Учитель помрачнел, стал наливаться краской.
Мы понятия не имели, откуда у нас такие сведения. То ли вычитали, то ли слышали, отечественная история накапливается в нас с детства, так же как семейные предания.
С тихим упреком он сказал:
— Ни один серьезный историк не позволил себе видеть в этом водевиль. Никто. Ни Соловьев Сергей Михайлович, ни Ключевский. Это была трагедия Петра.
— Па-адумаешь, какие мы чистюли, — протянул Антон Осипович. — Про наших вождей не стеснялись, а про царей нельзя. Заботливые больно. Слава богу, у нас не монархия.
— Да поймите же, материалы касательно этих событий были уничтожены. Самим Петром! Какое право мы имеем лезть в его семейные дела, если он не хотел. — Учитель недоуменно оглядел нас. — В конце концов, это непорядочно!
Антон Осипович поднялся, постоял перед ним, глядя на него сверху вниз.

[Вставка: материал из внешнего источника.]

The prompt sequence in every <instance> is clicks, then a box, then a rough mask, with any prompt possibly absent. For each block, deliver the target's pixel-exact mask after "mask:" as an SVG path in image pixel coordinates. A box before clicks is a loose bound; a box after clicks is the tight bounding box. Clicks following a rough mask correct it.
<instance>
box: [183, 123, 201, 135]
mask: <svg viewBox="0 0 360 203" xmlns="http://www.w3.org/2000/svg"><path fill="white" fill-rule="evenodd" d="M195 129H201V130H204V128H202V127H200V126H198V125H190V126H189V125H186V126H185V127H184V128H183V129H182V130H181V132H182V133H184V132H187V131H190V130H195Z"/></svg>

— Ну конечно, где нам, вы вместе с Соловьевыми хозяева. Нам что дадут, то мы и должны жрать.
— Я Соловьева не в том смысле…
— Нет уж, послушайте. Вы вот нам указываете, что нам можно знать, а что нельзя. А вы откуда знаете про это? — Он обернулся к нам. — У меня племяш приходит из школы, рассказывает, им учительница два года назад доказывала, какие герои были народовольцы. Желябов, Софья Перовская и тому подобные, а в этом году она же говорит: убили такого замечательного царя, такие-сякие террористы. Такие они, ваши принципы. Это как, порядочно?
— На учителя вешают все… Я привык. Учитель безответен. Что он может, если есть программа… Но это не значит, что я согласен.
— Бросьте вы, Виталий Викентьевич, интересно же знать, — примирительно сказал Гераскин. — Неужто Петру баба его рога наставила?
Молочков вскочил, взъерошил волосы, забегал.
— Вы бы стали в замочную скважину подсматривать, что в чужой спальне творится? Стали бы?
Рядом с массивным Антоном Осиповичем тщедушная фигурка Молочкова, пылающего негодованием, выглядела петушино-комичной.
Антон Осипович усмехнулся, безнадежно махнул рукой, вернулся на свой стул. Но Молочков продолжал наскакивать на него.
— Это про вас Пушкин писал! И про вас! — последовал выпад рукой в Гераскина. — Помните, когда он Вяземскому писал?
— Чего-то я не помню, — сказал Гераскин. — Про меня писал?
— Не надо. Он писал о Байроне. Зачем толпа хочет смотреть его на горшке. Чтобы радоваться его слабостям и унижениям. Ага, он мал, как мы, он мерзок, как мы. Врете, подлецы, говорит Пушкин, он мал и мерзок не так, как вы, — иначе! Это точно.
— Ну вы даете, Виталий Викентьевич, — сказал Гераскин. — Ругаться стали. Чего это вы? Не идет это вам.